Quoth flagg <ianand0204 at gmail.com>:
> Let me see if i can elaborate on the requirements.  I have 20+
> different zone files.  I want the xmlrpc server to be able to
> determine what zone file to open by looking at the incoming xml
> request.  For example one of the functions I have now is to show a DNS
> record (I am using dnspython for most of this work)
> 
> If i send an xmlrpc request that uses the 'showRecord' function with
> params of 'oracle1.foo.bar.com'  I want to parse the "params" piece
> and then instruct the xml-rpc server to open foo.bar.com.zone for
> reading.  The reason why i was looking at do_Post() and _dispatch was
> to attempt to read the incoming params and do exactly that.
> 
> Do you think there is an easier way of accomplishing this, than the
> way I am going about it?

Yeah.  Take a look at the SimpleXLMRPC documentation:

    http://docs.python.org/library/simplexmlrpcserver.html

In addition to setting up the server as instructed (let's assume you
assign it to the variable 'server'), you just need to do something like:

    class MyFunctions:

        def showRecord(self, dnsname):
            domain = '.'.join(dnsname.split('.')[1:])
            with open(domain+'.zone')) as myfile:
                # do stuff with data from myfile

    server.register_instance(MyFunctions())

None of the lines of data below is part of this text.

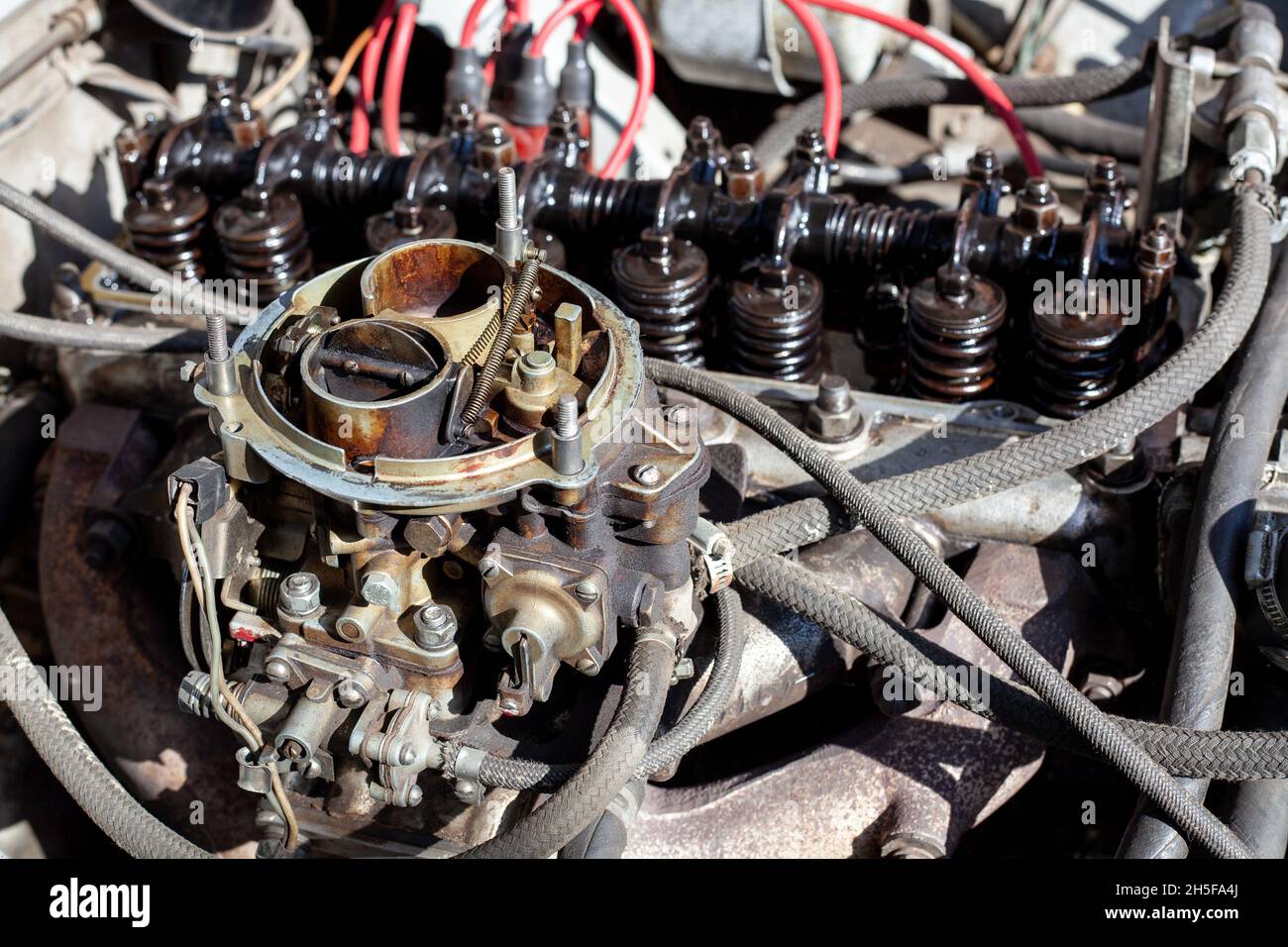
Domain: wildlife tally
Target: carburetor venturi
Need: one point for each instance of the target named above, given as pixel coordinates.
(349, 384)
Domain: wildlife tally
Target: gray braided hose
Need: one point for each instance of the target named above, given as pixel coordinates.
(1106, 736)
(608, 768)
(1070, 444)
(1184, 753)
(75, 766)
(671, 746)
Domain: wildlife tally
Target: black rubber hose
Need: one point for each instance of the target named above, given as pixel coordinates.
(608, 768)
(75, 766)
(1061, 447)
(80, 335)
(668, 750)
(1198, 674)
(1086, 132)
(877, 94)
(1260, 755)
(1100, 732)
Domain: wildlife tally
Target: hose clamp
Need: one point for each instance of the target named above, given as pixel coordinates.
(1261, 566)
(468, 767)
(713, 552)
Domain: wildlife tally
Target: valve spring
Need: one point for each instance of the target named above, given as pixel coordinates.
(1077, 361)
(265, 241)
(664, 283)
(953, 337)
(165, 224)
(777, 322)
(874, 232)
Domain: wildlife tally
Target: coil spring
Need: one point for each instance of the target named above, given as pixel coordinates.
(953, 325)
(664, 283)
(874, 232)
(1077, 361)
(165, 224)
(777, 324)
(265, 241)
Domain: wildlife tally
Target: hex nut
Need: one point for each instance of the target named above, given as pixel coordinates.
(378, 589)
(300, 592)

You would modify the body of that function to meet your processing
requirements, of course.  That is, SimpleXMLRPCServer does the request
parsing for you, calls the correspondingly named method, and passes it
the params as method arguments.

(This example is taken from the SimpleXMLRPC documentation, I just
selected one particular way of exposing the methods: via a class
instance).

--RDM